Lacson reckons with the particularities of disability while resisting the simplistic demands of representation.
“Taking the train in Metro Manila can be an obstacle course,” reads the opening statement of a Rappler accessibility report published last August, “involving jam-packed carriages, snaking lines of passengers, and mad dashes up staircases.” It’s an unfortunate yet familiar scene for anyone who has endured public transportation in the Philippines. “But for persons with disabilities, it is almost impossible to commute alone.”
The country’s inadequate train networks, as spotlighted by the report, signifies more than just an access issue for persons with disabilities, but also a historically systemic one. “Since the register of access is of societal integration,” Angeli Lacson writes in her debut collection Unbecoming, “its language fails to capture uncomfortable disability issues, including the historical parallels between psychiatric confinement and incarceration, as well as the wide swath of incarcerated persons who are disabled or ill.”
To live life as a person with disability in the Philippines is to withstand a range of discriminations and prejudices, and yet the marker of disability is not as stable a category as one might think. Throughout Unbecoming, Lacson reckons with the particularities of the category while resisting the simplistic demands of representation. What she tries to do instead is to root her perspective on news reports, conversations with friends, and academic and literary texts, in turn shedding light into disability’s embeddedness in political, social, and historical contexts. Lacson’s discerning eye (she recently completed a Comparative Literature degree from UP Diliman) is put to good use across the book as she scrutinizes the language, narratives, and conventions deployed to describe disability.
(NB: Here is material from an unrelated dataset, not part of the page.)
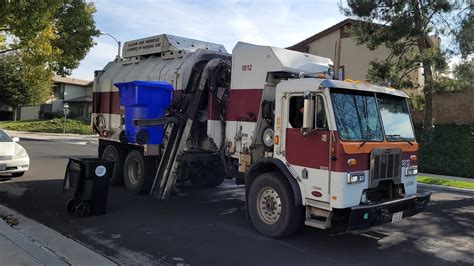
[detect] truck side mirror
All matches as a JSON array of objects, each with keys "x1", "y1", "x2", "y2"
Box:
[{"x1": 301, "y1": 95, "x2": 314, "y2": 135}]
For instance, early into the book, we are given insight into, as Lacson describes, “the most infamous madwoman in Philippine literature,” Sisa from Jose Rizal’s Noli me Tangere. Her monument looms over the National Center for Mental Health (NCMH), a state-run psychiatric hospital whose norms, Lacson attests to, are confinement and the subsequent loss of personal autonomy. Sisa’s madness, for the author, cannot be divorced from the novel’s broader themes of colonial conquest. “Sisa dies in the forest,” Lacson observes, “an inchoate space beyond colonial control.”
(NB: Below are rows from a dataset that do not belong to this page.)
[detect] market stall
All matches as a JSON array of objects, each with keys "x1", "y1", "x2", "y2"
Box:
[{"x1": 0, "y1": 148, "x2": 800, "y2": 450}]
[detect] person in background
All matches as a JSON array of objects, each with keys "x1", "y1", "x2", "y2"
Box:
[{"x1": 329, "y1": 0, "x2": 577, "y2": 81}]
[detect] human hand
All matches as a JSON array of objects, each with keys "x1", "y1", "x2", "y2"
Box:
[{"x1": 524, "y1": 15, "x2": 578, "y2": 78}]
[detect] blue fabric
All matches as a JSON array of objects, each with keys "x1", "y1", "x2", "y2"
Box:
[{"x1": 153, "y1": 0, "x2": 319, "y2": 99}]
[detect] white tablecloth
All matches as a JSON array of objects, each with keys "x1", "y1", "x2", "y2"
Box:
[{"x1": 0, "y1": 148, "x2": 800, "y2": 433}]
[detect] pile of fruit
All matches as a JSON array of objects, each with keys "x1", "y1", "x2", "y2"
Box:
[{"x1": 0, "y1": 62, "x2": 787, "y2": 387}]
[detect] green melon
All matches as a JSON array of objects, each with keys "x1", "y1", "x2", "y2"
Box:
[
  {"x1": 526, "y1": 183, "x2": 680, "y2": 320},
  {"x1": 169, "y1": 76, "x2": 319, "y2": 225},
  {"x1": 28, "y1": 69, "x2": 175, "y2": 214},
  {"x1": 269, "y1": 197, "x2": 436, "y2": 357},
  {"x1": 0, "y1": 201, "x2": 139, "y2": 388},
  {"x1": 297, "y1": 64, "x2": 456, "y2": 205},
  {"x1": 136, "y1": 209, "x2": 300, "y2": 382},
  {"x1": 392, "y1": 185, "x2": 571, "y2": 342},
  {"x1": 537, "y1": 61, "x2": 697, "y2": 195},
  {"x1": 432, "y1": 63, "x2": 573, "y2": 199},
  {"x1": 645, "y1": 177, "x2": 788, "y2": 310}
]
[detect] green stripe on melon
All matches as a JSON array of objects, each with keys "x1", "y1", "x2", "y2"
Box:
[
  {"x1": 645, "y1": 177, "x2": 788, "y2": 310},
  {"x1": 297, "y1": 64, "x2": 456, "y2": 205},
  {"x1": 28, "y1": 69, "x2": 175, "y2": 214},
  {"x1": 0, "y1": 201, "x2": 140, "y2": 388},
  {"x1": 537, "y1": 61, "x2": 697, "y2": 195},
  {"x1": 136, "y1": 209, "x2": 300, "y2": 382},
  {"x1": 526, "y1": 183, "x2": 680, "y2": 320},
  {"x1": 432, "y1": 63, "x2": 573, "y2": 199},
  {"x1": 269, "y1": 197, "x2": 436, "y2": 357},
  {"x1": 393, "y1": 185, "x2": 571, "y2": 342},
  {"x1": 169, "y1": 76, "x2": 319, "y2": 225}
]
Through this series of notes, Lacson weaves together a vast web of references that testify to her wide-ranging taste. But more importantly, it signals a careful engagement with disability and its implications for the postcolonial subject. The result is an impressive—and admittedly breathless—run-through of theory and literary criticism that teeters on the edges of overexplanation. She draws on Lauren Berlant, Elaine Castillo, Aime Cesaire, Lennard Davis, and Susan Sontag, just to name a few of her intellectual touchpoints. And Lacson doesn’t stop there: she incorporates political and journalistic reportage, from the Duterte administration’s militarized COVID 19 response to the death of peasant leader Joseph Canlas, as well as probes into the living conditions of the NCMH.
It’s a daring venture, no doubt, and as I read and reread the book, I found myself pausing for considerable amounts of time in order to absorb the complexity of Lacson’s arguments. One potential defect of this approach is the effacement of the author’s specifics, the performance of intellect acting as a shield. That restraint, however, goes in line with the author’s reticence for representing persons with disability as a whole.
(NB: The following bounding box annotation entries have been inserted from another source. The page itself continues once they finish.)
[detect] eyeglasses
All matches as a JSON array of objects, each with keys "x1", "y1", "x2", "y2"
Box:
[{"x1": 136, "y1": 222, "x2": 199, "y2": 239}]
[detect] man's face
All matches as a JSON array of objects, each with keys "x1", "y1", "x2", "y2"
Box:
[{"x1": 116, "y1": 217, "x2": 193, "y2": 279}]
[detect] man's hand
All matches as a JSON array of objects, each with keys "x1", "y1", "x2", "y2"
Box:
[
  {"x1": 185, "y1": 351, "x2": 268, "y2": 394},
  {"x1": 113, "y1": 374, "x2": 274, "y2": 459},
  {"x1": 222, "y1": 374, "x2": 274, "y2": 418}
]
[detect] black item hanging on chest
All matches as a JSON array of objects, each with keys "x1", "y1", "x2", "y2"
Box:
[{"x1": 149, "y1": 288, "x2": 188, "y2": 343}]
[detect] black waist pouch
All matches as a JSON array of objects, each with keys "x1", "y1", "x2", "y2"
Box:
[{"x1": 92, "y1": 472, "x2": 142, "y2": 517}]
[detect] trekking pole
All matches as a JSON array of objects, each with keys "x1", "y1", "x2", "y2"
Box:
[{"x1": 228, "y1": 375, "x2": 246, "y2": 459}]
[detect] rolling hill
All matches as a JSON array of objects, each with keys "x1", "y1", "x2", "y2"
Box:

“Several times I have been sought out and addressed (both overtly and implicitly) in terms of my experience of disability, which was then conflated with the capacity to ‘represent’ the interests and concerns of disabled Filipinos,” Lacson recounts in one fragment. “But the extent to which I ‘represent’ the realities for disabled people is not only complicated by a social and political system in which I occupy a privileged position; it also relies upon the marginality of the vast majority of disabled Filipinos, whose invisibility, a byproduct of injustice, presumes their inability to author their own stories on their own terms.”
Despite understanding the necessity to recognize the myriad realities of the predominant population of disabled Filipinos, I’m nonetheless most drawn to Unbecoming when Lacson leans into her own stories, tells her experience unadorned by the machinations of theory. A lyric cycle appears towards the end of the book, alternating empty space with reflections on the aftermath of her illness. Lacson describes her body as a “hollow receptacle of shock.” Her sentience reduced to “an appeasement of wounds…the visible—the head on the edge of the sickbed.” This tenor, a faintly abstract and poetic voice, is a showcase of the book’s more tender standpoint.
Scattered throughout the book in bits and pieces, these lyrical evocations perhaps make the clearest case for Lacson’s overarching argument: that our bodies are our access points to experience, and that disability, in its rupturing transformation of the body, opens one to the discovery of new forms of belonging and care. “While disability and mental illness can feel incredibly lonely,” Lacson writes, “I have likewise discovered that there are far more of us than I ever knew or could imagine—new communities even in loss.”
As she draws her reflections to a close, Lacson turns to affect theorist Lauren Berlant and her conception of the future life: a time persistently in process, held together by a collective gathering and wandering towards an uncertain path. “We belong to the world,” she concludes, “and to each other.”